Ulrich Gutmair zog im Oktober 1989 nach Westberlin, um Geschichte und Publizistik an der FU zu studieren. Einen Monat später fiel die Mauer – der heutige Taz-Redakteur gehörte zum ersten westlichen Stoßtrupp, der die historische Mitte Berlins als Abenteuerspielplatz für sich entdeckte. Aus dem Nichts entstanden in der grauen Gegend illegale Bars und Galerien, gegründet und bevölkert von einer jungen Boheme, bunt zusammen gewürfelt aus Ostlern und Westlern plus einer großzügigen Portion der Jugend der übrigen Welt. Sie fanden jede Menge Freiräume und jede Menge unbewältigte Geschichte.

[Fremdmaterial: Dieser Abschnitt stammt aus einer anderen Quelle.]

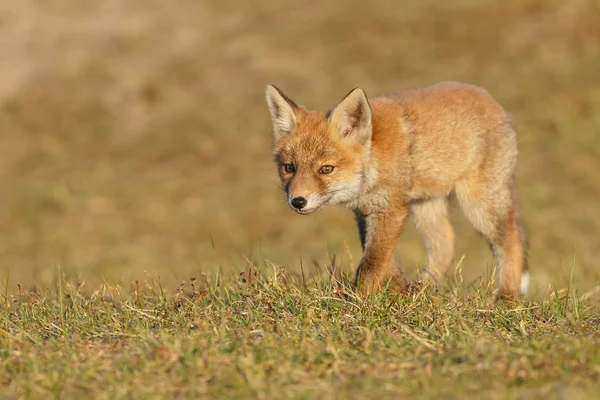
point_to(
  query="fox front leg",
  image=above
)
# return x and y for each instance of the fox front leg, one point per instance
(379, 234)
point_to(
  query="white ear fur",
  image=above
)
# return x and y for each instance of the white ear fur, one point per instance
(352, 116)
(283, 111)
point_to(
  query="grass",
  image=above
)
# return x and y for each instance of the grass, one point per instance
(135, 143)
(267, 335)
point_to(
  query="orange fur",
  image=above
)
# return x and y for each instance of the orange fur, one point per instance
(402, 155)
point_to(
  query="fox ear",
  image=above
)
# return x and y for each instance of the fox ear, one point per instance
(283, 111)
(352, 117)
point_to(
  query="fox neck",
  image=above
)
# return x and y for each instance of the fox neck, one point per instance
(368, 188)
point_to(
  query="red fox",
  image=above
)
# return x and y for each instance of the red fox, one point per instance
(391, 157)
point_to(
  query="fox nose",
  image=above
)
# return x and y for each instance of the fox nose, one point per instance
(299, 203)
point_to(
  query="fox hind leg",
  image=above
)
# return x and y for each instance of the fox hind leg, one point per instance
(493, 211)
(430, 218)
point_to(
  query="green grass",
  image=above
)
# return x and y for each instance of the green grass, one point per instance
(272, 336)
(135, 143)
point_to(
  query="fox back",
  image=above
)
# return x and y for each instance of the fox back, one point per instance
(405, 154)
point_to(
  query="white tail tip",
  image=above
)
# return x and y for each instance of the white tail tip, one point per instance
(525, 282)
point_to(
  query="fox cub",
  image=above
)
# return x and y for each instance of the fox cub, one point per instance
(388, 158)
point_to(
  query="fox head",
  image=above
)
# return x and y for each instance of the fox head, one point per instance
(322, 156)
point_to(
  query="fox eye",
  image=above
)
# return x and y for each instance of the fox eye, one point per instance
(289, 168)
(326, 169)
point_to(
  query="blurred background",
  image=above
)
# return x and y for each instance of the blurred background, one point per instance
(135, 140)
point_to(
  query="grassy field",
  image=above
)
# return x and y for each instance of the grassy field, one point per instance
(135, 155)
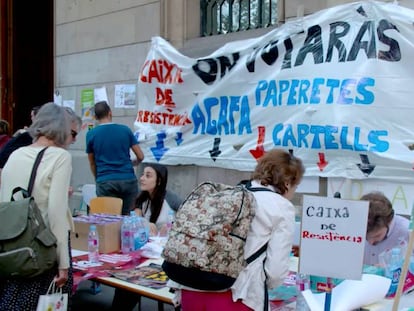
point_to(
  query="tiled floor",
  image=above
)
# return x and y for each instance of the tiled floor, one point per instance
(85, 300)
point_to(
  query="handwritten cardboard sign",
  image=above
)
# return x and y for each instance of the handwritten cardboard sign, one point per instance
(333, 236)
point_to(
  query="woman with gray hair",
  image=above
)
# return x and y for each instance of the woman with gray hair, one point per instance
(52, 129)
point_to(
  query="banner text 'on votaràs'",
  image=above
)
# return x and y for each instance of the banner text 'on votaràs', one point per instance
(311, 85)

Gutmairs „Die ersten Tage von Berlin. Der Sound der Wende“ ist der letzte Neuzugang im boomenden Genre der Berliner Subkultur-Erinnerungen. Letztes Jahr legten Felix Denk und Sven von Thülen mit „Der Klang der Familie“ eine Oral History der Berliner Techno-Szene vor, die mehr oder weniger dieselbe Periode behandelte. In diesem Jahr veröffentlichte Wolfgang Müller in „Subkultur Westberlin 1979 –1989 Freizeit“ seine Erinnerungen an die Kunst- und Musikszene der einstigen Frontstad. Gutmair führt nun die Geschichtsschreibung 1989 da weiter, wo Müllers Geschichte von den „genialen Dilletanten“ endet.